Richard Mortimer had three more visitors that day. He welcomed none of them.
How could he have behaved so badly? He wanted to contact her and apologise, but he had no idea where she lived. In any case it would be madness to visit her at home. He tried to analyse her farewell to see if he could detect finality in it. All worry about ruining his career evaporated: instead he worried that he had lost her.
The first visitor arrived almost immediately after Nina had left.
‘I thought I’d find you at home today,’ Harry Waterman said. ‘Who was that bit of stuff I saw leaving just now?’
‘That was my Russian teacher. It’s nice to see you, Harry, but as a matter of fact I was just going out.’
‘I won’t keep you a minute,’ Harry said. He was already inside the flat, hanging up his coat, settling himself in the sofa. ‘I just thought I’d pay my respects. We Brits have got to stick together. But I’ll tell you what I would like, Dick. I’d like a beer. I just fancy one at the moment.’
Mortimer said: ‘All right. I don’t want to appear inhospitable, but I do have to go out in a few minutes.’
‘That’s all right,’ Harry said. ‘Just a bee
r and a little chat and then I’ll be off.’ He drank noisily. ‘She’s quite a dish, isn’t she? I mean for a Russian girl. Has she been teaching you long?’
‘A few weeks. She’s a very good teacher.’
‘I hope that she’s only been teaching you Russian.’
‘That’s all,’ Mortimer said.
‘What’s her name?’
‘Her name’s Nina, although I don’t see that it’s any business of yours.’
Harry appraised Mortimer. His eyes scanned the room photographing its contents. ‘No offence meant,’ he said. ‘I was just curious. They’ve caused a bit of trouble in their time these women teachers. My wife knows a few of them, you know. I bet you didn’t know one of them’s defected. Dropped a Yank right in it. They won’t let him leave.’

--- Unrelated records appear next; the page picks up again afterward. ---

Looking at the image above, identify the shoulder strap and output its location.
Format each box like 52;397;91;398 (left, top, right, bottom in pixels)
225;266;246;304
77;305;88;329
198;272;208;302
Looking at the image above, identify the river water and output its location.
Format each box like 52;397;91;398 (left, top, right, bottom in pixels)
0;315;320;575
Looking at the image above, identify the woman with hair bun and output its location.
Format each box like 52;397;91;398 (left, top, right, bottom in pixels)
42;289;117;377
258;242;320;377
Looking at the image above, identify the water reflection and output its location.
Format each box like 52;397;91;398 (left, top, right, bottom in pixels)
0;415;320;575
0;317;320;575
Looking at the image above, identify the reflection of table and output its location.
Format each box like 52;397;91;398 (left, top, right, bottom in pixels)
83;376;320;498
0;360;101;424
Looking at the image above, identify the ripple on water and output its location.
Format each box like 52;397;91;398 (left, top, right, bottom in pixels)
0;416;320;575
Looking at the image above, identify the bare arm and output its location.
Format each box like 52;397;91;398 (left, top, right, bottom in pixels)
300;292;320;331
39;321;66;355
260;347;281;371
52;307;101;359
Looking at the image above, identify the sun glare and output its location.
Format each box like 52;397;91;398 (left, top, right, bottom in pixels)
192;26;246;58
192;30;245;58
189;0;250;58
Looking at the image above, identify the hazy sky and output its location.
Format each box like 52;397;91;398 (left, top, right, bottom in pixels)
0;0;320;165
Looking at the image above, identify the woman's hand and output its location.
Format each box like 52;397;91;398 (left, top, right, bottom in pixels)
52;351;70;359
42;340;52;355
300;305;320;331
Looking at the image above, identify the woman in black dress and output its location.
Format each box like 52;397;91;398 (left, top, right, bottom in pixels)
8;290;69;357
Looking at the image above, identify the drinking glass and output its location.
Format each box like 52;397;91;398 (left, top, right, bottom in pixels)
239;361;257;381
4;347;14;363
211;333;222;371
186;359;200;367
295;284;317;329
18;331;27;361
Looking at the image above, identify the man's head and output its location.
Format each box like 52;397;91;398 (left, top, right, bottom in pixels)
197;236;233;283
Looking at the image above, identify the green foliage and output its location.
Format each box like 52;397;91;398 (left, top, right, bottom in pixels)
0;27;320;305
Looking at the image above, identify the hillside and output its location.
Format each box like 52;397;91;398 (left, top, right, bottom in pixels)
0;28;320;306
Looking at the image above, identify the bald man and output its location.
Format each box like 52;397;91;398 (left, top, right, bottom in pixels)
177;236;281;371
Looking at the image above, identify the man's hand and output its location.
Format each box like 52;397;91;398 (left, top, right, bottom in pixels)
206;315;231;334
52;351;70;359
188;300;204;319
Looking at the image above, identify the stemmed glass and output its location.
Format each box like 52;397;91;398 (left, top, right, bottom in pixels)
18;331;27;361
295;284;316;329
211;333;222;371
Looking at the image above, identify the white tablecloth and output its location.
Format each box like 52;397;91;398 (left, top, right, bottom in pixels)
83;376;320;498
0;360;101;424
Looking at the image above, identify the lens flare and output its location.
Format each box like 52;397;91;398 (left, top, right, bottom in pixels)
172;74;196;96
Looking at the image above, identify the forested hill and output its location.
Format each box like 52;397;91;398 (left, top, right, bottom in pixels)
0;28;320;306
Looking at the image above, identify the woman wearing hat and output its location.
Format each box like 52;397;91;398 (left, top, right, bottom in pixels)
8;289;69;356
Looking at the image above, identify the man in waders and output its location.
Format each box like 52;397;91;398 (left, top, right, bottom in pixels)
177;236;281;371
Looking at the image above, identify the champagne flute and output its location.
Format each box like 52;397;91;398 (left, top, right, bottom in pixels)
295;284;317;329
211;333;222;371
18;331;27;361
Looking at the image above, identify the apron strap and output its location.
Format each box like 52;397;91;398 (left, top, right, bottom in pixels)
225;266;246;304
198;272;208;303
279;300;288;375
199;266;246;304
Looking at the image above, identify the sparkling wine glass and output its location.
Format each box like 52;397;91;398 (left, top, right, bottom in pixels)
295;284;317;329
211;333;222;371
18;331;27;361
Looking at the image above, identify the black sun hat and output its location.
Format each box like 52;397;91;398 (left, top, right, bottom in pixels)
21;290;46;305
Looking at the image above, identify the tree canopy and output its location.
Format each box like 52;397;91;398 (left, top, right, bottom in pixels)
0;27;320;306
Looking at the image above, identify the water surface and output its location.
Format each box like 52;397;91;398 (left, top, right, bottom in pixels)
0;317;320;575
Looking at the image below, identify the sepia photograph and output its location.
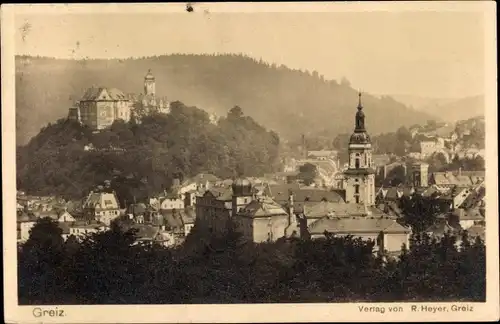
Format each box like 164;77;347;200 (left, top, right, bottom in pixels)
2;1;499;323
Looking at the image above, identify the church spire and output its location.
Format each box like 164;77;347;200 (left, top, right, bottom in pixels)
354;92;366;133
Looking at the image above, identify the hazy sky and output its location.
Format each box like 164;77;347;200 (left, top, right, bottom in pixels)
15;12;485;97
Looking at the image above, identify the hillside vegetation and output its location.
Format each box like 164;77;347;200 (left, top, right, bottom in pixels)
16;55;438;144
391;95;486;123
17;102;280;204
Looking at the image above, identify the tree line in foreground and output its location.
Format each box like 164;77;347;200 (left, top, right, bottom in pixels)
18;219;486;305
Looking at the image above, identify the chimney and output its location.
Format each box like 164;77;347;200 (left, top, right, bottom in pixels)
288;190;295;223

Mortimer poured himself a beer. ‘I don’t think there’s much chance of Nina defecting,’ he said. ‘She’s far too patriotic.’
‘You can never tell. No one thought this other bird would hop it. She was always on about the glories of the great Soviet Union. That’s why they gave her an exit visa. Lucky bitch.’

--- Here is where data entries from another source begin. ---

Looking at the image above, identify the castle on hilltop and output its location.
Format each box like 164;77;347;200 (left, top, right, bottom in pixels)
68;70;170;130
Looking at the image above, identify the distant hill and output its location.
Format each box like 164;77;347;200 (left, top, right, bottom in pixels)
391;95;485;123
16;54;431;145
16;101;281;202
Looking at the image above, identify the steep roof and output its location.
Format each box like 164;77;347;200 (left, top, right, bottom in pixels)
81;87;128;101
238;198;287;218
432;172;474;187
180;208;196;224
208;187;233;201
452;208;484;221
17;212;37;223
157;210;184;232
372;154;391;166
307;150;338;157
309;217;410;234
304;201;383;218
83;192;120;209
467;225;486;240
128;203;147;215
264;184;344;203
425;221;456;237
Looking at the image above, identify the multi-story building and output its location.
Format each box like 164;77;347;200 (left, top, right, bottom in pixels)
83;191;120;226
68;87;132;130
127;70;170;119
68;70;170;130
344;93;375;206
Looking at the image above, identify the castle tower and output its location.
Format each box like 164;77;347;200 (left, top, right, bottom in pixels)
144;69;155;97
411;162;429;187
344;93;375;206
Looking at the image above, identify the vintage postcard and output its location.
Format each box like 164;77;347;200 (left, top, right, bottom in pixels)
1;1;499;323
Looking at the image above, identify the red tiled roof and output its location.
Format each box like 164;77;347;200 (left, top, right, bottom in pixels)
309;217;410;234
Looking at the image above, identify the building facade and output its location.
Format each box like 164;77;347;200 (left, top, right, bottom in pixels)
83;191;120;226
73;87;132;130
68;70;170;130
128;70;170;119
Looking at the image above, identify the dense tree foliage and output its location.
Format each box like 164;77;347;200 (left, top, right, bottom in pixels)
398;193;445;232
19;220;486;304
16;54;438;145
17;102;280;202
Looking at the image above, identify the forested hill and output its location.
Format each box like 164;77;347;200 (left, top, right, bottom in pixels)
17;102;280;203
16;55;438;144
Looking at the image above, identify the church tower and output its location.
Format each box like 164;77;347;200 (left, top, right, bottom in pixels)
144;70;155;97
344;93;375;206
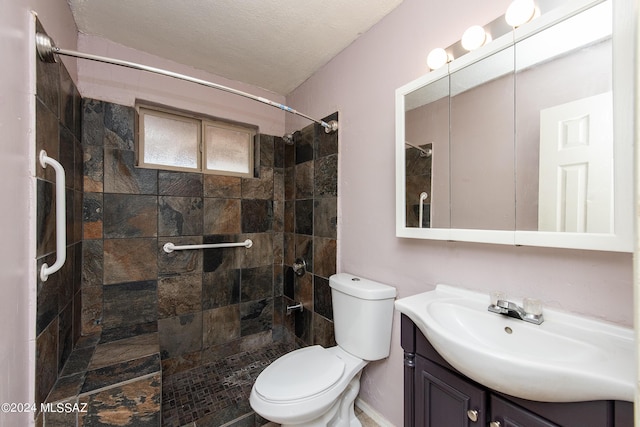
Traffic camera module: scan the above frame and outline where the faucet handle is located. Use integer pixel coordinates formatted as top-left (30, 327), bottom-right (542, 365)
top-left (522, 298), bottom-right (542, 316)
top-left (490, 291), bottom-right (507, 307)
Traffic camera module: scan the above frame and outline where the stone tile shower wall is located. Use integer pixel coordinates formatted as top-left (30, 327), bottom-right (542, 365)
top-left (82, 99), bottom-right (337, 373)
top-left (34, 22), bottom-right (82, 418)
top-left (282, 113), bottom-right (338, 347)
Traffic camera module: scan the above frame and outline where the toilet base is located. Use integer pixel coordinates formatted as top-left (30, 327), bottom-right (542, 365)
top-left (282, 370), bottom-right (362, 427)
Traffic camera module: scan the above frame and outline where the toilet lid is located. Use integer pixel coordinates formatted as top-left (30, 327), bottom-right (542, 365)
top-left (255, 345), bottom-right (345, 401)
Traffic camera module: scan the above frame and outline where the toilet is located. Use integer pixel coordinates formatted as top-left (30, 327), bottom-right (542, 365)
top-left (249, 273), bottom-right (396, 427)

‘You’ll get a visa one of these days, Harry.’
‘I’ll get one all right. Don’t you worry about that.’ He made a show of pouring the last drops from the bottle into his glass and Mortimer gave him another. He drank noisily. ‘What sort of work do you do at the embassy, Dick?’ he asked.
‘I’m in the political section,’ Mortimer said. ‘But I’m only the office boy.’ He wondered if Nina would ever come again, and he wondered how he could get rid of Harry.

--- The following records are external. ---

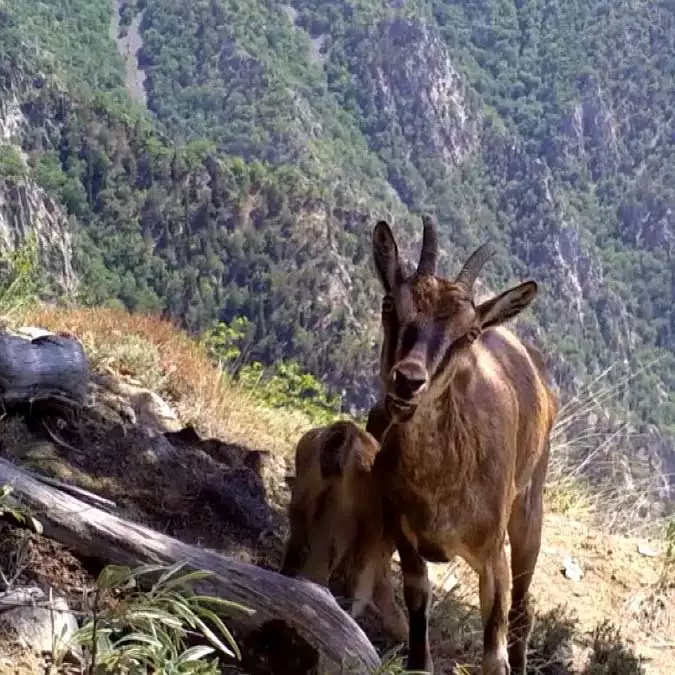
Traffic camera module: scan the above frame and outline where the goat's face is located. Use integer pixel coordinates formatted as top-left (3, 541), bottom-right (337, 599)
top-left (373, 216), bottom-right (537, 421)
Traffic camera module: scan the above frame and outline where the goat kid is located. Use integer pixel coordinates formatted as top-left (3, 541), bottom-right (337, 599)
top-left (280, 421), bottom-right (408, 641)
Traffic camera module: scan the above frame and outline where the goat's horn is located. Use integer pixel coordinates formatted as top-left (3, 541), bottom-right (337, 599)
top-left (455, 241), bottom-right (495, 290)
top-left (417, 213), bottom-right (438, 277)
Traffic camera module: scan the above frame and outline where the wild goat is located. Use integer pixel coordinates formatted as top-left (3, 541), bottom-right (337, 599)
top-left (280, 421), bottom-right (408, 641)
top-left (372, 216), bottom-right (558, 675)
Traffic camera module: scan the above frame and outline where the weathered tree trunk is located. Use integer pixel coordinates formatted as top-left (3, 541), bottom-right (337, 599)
top-left (0, 333), bottom-right (89, 406)
top-left (0, 458), bottom-right (380, 675)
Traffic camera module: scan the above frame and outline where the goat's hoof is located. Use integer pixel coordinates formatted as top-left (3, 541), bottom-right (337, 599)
top-left (482, 652), bottom-right (511, 675)
top-left (405, 653), bottom-right (434, 675)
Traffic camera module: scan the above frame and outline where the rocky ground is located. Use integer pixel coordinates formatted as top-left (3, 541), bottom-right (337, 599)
top-left (0, 310), bottom-right (675, 675)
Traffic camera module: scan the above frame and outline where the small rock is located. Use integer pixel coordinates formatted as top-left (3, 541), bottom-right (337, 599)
top-left (638, 542), bottom-right (661, 558)
top-left (0, 587), bottom-right (78, 653)
top-left (562, 558), bottom-right (584, 581)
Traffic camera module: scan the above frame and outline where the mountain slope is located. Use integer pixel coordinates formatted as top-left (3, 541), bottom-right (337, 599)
top-left (0, 0), bottom-right (675, 512)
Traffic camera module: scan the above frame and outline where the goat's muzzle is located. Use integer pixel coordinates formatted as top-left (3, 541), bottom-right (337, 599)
top-left (385, 359), bottom-right (429, 420)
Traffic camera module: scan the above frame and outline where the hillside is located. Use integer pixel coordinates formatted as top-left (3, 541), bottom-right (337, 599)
top-left (0, 306), bottom-right (675, 675)
top-left (0, 0), bottom-right (675, 513)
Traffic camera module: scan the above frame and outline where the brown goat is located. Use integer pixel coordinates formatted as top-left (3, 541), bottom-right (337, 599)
top-left (372, 216), bottom-right (558, 675)
top-left (281, 421), bottom-right (408, 641)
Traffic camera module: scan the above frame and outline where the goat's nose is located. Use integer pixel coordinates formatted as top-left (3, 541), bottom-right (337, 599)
top-left (392, 361), bottom-right (427, 399)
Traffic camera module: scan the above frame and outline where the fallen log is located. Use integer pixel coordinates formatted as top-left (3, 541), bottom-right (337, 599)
top-left (0, 333), bottom-right (89, 407)
top-left (0, 458), bottom-right (380, 675)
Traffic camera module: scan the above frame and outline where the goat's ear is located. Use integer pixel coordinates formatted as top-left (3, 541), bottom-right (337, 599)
top-left (476, 281), bottom-right (537, 328)
top-left (373, 220), bottom-right (401, 293)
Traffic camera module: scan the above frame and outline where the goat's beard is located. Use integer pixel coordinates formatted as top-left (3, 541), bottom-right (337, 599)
top-left (384, 394), bottom-right (418, 424)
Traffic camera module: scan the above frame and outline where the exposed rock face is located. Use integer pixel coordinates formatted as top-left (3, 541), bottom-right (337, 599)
top-left (364, 17), bottom-right (480, 198)
top-left (0, 587), bottom-right (79, 653)
top-left (0, 179), bottom-right (77, 293)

‘That must be very interesting work.’
‘It’s quite interesting. I don’t have anything to do with anything very important, though.’
Waterman wandered around the flat looking at the pictures on the walls, picking up newspapers and magazines. ‘Have you finished with any of these, Dick?’
‘You can take them all.’ He hoped the gesture would be regarded as a farewell present.
‘That’s bloody good of you. I miss the sport. I used to support Fulham. Do you follow soccer, Dick? I could take you to a match if you like. That’s one thing I’ll say about our comrades—they know how to play soccer. What about it, Dick, why don’t you come along one day?’